Bu kararlar bir kez daha darbenin hukuku olmayacağını gösterdi. Hangi ülkede nasıl bir darbe gerçekleşirse gerçekleşsin eğer darbeye karşı çıkmıyor, onu engellemiyorsanız peşinden gelecek hukuksuzluğu da engelleyemezsiniz. Mısır’da 3 Temmuz’da darbe gerçekleştirildiğinde karşı çıkmayanların şimdi idam kararlarını kınamaları ya da cılız tepkiler vermeleri son derece komik düşmekte. Uluslararası kamuoyunun sessizliği devam ederken darbeye darbe demeyenlerin kimileri bugün idam kararlarını ‘medeni’ ya da ‘insanlık dışı’ bulduğuna dair açıklamalar yapmakta. Oysa sormak lazım darbenin kendisi insanlık dışı değil mi ki darbe yapıldığında karşı çıkmadınız da şimdi darbenin sonucu olan idam kararlarını insanlık dışı buluyorsunuz! Bu nasıl bir çelişkidir? Müslüman Kardeşler teşkilatının hem tüm varlıklarına el konuldu hem de terör örgütü ilan edildi. İşte bunlar da darbe hukukunun sonuçları!
Darbenin gerçekleştirildiği günlerde ellerinde silah bile olmadığı halde gösteri yapan binlerce insanı katleden bir rejim, idam kararı verdiğinde neden şaşırıyorlar? Bu kadar çok sayıda idam kararını da uygulayamaz diyenler de görsünler şimdi! 529 idam kararından 37 tanesini infaz etmek isteyen cunta deyim yerindeyse ölümü gösterip sıtmaya razı etmeye çalışıyor. Şimdi de 628 tane daha idam kararı verdi.
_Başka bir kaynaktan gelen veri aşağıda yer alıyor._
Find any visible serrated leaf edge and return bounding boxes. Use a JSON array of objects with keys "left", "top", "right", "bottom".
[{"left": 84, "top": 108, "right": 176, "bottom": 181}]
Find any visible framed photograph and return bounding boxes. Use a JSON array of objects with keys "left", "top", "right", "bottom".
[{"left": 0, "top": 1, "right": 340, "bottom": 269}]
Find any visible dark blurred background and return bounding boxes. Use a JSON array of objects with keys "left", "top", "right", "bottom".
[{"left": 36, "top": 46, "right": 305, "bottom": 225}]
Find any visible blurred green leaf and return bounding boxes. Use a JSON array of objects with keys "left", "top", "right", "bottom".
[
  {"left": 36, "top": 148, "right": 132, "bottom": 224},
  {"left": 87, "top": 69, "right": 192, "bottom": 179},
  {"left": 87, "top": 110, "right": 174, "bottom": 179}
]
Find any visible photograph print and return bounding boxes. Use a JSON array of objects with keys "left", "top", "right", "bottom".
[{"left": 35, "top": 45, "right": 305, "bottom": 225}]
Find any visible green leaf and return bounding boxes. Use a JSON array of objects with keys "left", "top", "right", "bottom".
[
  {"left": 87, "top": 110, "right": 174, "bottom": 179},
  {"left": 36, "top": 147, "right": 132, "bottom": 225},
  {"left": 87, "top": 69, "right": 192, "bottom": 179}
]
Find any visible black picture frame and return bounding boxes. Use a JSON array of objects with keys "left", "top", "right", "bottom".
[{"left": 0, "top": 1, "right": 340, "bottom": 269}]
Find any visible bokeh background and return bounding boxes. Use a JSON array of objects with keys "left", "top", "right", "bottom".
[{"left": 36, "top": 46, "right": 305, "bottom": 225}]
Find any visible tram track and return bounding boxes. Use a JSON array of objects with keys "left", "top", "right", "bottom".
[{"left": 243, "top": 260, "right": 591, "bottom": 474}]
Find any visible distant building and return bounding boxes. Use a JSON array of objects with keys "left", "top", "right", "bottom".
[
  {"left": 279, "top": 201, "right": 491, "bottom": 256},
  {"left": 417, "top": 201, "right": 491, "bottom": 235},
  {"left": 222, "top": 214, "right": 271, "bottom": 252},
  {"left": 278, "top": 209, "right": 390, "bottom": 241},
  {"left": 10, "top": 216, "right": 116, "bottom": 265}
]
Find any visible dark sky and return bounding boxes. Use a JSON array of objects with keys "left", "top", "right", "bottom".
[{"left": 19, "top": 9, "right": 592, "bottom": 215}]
Eğer bu 37 idam kararı infaz edilirse 628 idam kararının da önü açılmış olacak. Dolayısıyla bizler bir tane kardeşimizin dahi idam edilmesini engelleyemeye çalışmalıyız. Bir gecede binlerce Esmayı kurşun sıkıp katledenler için 529 ya da 628 idam kararları uygulanamaz değildir. Onlar için sadece rakamsal durumlar söz konusudur. Dünya kamuoyunda tepki yoksa 628 idam kararının tamamını da uygulayabilir.
Üstelik idamdan kurtulanlar için de müebbet hapis var, işkence, eziyet ve insanlık haklarından mahrum bir ömür boyu, adına yaşam denilemeyecek bir akıbet beklemekte. Kırk katır mı kırk satır mı misali acılardan acı seçmemiz isteniyor. İdam sehpalarına yollanan Müslümanların peşinden koşmamamız isteniyor.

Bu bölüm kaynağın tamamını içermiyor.